On Thursday 16 July 2009 17:27:39 Greg Stark wrote:
> On Thu, Jul 16, 2009 at 4:16 PM, Tom Lane<tgl@sss.pgh.pa.us> wrote:
> > However, I do observe that this seems a sufficient counterexample
> > against the theory that we can just remove the collapse limits and let
> > GEQO save us on very complex queries. On my machine, the example query
> > takes about 22 seconds to plan using CVS HEAD w/ all default settings.
> > If I set both collapse_limit variables to very high values (I used 999),
> > it takes ... um ... not sure; I gave up waiting after half an hour.
> What's the point of GEQO if it doesn't guarantee to produce the
> optimal plana and *also* doesn't guarantee to produce some plan, any
> plan, within some reasonable amount of time?

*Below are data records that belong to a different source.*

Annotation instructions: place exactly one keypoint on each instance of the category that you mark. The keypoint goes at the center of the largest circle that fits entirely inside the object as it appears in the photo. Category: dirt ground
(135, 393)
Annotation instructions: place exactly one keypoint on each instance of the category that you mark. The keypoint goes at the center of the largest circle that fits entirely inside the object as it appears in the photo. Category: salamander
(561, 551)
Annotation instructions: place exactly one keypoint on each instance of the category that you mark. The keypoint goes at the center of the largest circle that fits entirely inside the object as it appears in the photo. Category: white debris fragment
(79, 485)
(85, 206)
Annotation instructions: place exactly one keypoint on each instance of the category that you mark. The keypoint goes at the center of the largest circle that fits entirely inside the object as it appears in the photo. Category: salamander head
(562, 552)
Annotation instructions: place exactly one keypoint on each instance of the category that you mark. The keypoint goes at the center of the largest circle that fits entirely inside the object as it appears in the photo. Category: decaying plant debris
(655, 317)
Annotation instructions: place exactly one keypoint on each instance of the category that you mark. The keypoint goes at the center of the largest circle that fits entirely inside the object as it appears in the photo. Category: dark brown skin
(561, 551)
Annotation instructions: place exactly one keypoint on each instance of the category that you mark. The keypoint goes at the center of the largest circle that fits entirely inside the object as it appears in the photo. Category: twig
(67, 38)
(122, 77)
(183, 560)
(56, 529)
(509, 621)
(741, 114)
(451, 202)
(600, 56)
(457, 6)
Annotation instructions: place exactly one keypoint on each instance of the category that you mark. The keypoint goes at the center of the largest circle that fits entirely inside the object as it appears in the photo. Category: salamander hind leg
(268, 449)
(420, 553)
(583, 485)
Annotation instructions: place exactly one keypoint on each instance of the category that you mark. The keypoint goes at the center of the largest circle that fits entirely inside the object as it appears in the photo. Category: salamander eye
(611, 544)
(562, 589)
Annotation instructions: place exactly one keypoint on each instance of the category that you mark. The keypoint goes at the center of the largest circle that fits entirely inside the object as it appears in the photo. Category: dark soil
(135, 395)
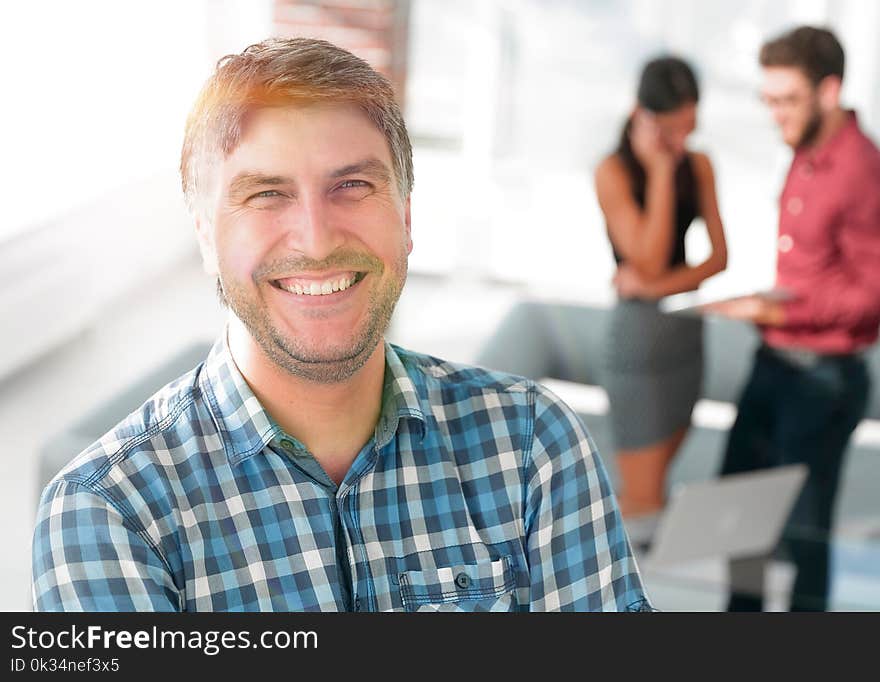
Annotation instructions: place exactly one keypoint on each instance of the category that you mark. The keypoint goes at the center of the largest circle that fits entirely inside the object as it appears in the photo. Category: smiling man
(307, 464)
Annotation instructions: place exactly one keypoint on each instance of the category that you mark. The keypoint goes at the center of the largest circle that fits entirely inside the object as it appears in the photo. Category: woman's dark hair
(666, 84)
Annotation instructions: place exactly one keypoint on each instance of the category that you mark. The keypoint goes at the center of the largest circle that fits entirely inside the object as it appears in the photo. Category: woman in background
(650, 190)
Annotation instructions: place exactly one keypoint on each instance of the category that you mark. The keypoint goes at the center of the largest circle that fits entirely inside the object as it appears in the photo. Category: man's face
(794, 102)
(310, 237)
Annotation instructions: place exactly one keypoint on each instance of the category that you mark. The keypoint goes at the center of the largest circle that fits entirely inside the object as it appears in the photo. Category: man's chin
(321, 364)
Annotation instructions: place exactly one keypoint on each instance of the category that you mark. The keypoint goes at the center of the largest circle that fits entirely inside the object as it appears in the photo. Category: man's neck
(334, 421)
(832, 122)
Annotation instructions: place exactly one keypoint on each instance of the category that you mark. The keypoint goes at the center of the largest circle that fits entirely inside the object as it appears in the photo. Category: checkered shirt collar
(245, 426)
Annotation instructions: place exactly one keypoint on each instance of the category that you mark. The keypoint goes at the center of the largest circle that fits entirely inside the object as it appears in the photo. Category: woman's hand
(648, 145)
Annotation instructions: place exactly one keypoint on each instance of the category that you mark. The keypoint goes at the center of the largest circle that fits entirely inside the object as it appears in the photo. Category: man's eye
(265, 194)
(349, 184)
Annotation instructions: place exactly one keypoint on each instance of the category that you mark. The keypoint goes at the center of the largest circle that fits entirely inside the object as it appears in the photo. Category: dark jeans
(797, 410)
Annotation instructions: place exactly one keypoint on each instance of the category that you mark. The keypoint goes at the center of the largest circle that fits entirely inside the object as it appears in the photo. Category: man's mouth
(313, 286)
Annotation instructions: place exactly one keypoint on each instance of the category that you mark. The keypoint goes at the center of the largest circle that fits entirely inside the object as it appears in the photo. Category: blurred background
(510, 105)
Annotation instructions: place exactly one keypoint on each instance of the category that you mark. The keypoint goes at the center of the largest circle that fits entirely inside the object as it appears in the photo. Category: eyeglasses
(788, 101)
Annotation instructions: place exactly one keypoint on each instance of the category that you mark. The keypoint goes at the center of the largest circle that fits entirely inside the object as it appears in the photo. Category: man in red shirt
(809, 385)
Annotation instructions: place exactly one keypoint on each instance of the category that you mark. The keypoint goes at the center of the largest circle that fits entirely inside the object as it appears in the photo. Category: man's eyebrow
(247, 179)
(370, 166)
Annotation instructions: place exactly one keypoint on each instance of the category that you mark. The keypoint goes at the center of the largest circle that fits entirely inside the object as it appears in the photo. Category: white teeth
(322, 288)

Either we need to fix
> that or else I don't see what it's buying us over our regular planner
> which also might not produce a plan within a reasonable amount of time
> but at least if it does it'll be the right plan.
Well, I could not find a plan where it errored out with the old limits. So one
could argue its just not adapted.
Although I also could not find a single case where geqo was relevantly faster
with the default settings even if it was used.
The default settings currently make it relatively hard to trigger geqo at all.